Uma mulher preta como eu, filha da favela, conquistar a presidência da Comissão Permanente de Defesa dos Direitos da Mulher da Assembleia Legislativa do Estado do Rio de Janeiro (Alerj) significa pôr uma lupa no fato de que negras e pobres são estupradas, agredidas e mortas em maior número pela falta de acesso a recursos de proteção e defesa. Estar nesse lugar, como a mulher mais votada da história da Alerj, significa também uma conquista coletiva na luta histórica feminista contra a violência e as desigualdades de gênero e por políticas públicas de prevenção, de proteção e de garantia de direitos. A responsabilidade e o desafio também são coletivos.

Enfrentar a violência de gênero no Rio, berço de um projeto político que faz do machismo bandeira programática, exige encará-la prioritariamente na política. Esse projeto se desdobra num cotidiano de ofensas e agressões a mulheres parlamentares pretas. O feminicídio político de Marielle Franco, em 14 de março de 2018, foi expressão máxima dessa violência política. Até hoje não conhecemos os mandantes do crime.  

No Rio, foi criada recentemente uma Secretaria da Mulher. Boa notícia. Só não foi possível compreender o motivo de ter havido redução de 88% no orçamento de 2023 para ações de proteção e defesa das mulheres. Em 2022, a previsão orçamentária já era insuficiente perante a demanda de ações emergenciais de acolhimento e proteção, de orientação jurídica, acompanhamento psicológico, assistência social, abrigo seguro. Que dirá do investimento em educação e cultura para formar pessoas para a igualdade e o respeito entre gêneros. Há muito por que lutar.

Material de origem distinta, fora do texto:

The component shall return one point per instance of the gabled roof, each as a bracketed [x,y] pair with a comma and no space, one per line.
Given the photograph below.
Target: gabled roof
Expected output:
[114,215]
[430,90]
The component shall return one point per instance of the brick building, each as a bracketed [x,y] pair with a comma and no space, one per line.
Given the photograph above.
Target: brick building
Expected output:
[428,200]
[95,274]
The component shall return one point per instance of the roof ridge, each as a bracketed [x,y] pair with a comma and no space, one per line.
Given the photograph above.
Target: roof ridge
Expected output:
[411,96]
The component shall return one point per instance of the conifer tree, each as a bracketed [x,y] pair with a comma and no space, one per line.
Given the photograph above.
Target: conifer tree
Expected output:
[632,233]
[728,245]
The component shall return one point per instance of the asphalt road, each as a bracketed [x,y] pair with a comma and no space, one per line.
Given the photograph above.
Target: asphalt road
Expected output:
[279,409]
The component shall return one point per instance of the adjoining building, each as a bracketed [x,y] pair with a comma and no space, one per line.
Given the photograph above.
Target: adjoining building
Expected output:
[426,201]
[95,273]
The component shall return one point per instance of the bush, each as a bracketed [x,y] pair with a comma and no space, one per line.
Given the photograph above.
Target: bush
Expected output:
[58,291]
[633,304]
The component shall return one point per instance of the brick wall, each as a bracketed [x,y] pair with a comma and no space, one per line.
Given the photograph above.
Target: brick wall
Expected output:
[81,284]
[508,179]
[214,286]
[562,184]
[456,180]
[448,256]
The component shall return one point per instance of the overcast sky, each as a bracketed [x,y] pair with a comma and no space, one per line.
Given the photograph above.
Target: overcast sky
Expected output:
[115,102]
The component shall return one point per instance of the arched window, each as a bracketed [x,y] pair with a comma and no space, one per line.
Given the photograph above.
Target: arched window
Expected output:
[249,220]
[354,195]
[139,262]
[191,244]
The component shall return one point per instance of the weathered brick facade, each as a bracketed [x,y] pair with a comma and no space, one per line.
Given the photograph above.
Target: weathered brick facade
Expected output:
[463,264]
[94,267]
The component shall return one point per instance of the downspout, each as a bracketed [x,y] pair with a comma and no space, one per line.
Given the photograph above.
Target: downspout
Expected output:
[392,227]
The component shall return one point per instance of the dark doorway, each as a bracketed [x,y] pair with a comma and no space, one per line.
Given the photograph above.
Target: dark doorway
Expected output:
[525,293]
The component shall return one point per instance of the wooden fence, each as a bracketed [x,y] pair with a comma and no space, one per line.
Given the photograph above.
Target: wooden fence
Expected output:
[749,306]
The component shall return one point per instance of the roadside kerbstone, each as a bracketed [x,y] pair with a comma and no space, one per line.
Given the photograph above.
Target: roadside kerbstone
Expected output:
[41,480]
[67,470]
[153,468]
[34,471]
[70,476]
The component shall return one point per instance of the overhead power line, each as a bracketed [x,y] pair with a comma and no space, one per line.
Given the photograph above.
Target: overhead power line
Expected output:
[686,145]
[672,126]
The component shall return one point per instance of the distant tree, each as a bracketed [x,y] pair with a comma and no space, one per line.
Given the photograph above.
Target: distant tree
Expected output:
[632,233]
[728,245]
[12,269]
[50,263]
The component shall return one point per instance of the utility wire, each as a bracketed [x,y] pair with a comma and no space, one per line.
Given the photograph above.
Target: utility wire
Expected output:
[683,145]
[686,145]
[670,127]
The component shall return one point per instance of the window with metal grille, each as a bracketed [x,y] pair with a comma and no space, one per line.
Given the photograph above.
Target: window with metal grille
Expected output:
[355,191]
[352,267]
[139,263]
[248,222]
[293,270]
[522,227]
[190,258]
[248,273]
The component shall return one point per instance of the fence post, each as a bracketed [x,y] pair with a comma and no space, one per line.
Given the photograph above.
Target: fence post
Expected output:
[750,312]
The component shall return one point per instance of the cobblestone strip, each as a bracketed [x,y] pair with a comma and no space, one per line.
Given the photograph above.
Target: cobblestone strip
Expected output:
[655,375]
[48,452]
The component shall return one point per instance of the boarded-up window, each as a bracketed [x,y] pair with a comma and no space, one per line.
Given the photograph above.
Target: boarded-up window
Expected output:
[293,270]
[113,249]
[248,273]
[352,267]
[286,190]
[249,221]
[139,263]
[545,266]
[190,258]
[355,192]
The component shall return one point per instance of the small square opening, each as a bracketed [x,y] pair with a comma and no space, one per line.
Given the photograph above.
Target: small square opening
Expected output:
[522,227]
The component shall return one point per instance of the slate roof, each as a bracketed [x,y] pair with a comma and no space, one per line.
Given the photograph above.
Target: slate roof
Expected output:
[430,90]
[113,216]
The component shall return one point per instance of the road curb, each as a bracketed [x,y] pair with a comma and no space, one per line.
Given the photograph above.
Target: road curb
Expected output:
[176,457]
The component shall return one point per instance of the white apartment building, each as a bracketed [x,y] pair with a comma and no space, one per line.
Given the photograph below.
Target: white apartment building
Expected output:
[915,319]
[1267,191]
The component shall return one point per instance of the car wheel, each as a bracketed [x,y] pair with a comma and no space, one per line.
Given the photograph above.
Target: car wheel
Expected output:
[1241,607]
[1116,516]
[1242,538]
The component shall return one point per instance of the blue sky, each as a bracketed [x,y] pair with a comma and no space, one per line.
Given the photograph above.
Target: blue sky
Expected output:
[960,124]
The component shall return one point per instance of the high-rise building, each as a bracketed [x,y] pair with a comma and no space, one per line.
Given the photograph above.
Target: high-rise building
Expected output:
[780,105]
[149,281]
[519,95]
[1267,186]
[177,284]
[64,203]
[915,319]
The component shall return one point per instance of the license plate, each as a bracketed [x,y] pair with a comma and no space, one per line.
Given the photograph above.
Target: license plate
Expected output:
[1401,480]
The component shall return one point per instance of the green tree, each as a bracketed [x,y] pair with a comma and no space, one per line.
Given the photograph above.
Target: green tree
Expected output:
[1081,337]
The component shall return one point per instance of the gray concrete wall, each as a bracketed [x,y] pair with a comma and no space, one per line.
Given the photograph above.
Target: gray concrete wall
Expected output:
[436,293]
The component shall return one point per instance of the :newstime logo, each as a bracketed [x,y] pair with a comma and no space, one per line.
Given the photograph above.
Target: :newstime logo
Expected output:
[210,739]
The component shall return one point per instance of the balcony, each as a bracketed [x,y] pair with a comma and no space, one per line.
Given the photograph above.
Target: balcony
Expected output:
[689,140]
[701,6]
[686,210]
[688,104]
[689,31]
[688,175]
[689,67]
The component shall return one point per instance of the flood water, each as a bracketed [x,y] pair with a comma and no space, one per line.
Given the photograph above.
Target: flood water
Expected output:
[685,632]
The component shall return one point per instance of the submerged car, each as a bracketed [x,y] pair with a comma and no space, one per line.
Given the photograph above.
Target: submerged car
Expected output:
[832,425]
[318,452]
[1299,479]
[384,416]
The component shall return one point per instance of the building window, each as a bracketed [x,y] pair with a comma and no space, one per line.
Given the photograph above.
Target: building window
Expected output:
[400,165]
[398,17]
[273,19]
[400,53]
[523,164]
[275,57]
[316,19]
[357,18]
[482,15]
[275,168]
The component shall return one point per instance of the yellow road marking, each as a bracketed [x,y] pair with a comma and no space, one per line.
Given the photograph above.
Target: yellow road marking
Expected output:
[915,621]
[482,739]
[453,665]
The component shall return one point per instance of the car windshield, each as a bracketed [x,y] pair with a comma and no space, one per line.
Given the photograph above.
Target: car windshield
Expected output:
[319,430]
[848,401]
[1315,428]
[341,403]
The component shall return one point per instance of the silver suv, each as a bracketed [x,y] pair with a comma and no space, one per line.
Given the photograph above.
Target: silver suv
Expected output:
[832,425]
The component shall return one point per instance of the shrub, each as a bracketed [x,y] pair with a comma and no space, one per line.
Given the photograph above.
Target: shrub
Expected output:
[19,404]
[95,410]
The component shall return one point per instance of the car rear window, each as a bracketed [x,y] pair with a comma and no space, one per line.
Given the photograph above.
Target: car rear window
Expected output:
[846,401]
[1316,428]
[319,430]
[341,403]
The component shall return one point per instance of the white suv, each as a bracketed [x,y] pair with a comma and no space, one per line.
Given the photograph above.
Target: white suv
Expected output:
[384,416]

Esse cotidiano de violência de gênero exige mudança radical e urgente de rumos. Com a eleição de Lula, e uma nova concepção de Ministério da Mulher, abrem-se novas possibilidades de diálogo com os movimentos organizados e de atendimento às demandas históricas feministas. Mas, ao fim, seremos nós, as mulheres, que teremos de seguir cada vez mais unidas, organizadas e mobilizadas para ocupar as ruas, as redes e os espaços da política na luta para conquistar os avanços de que tanto precisamos.

A propósito, será por nossas vidas, por nossos direitos, por nossa liberdade e por mais democracia que amanhã, Dia Internacional da Mulher, vamos às ruas honrar a memória, o sangue e o futuro das nossas tantas e imprescindíveis Marielles e Marias.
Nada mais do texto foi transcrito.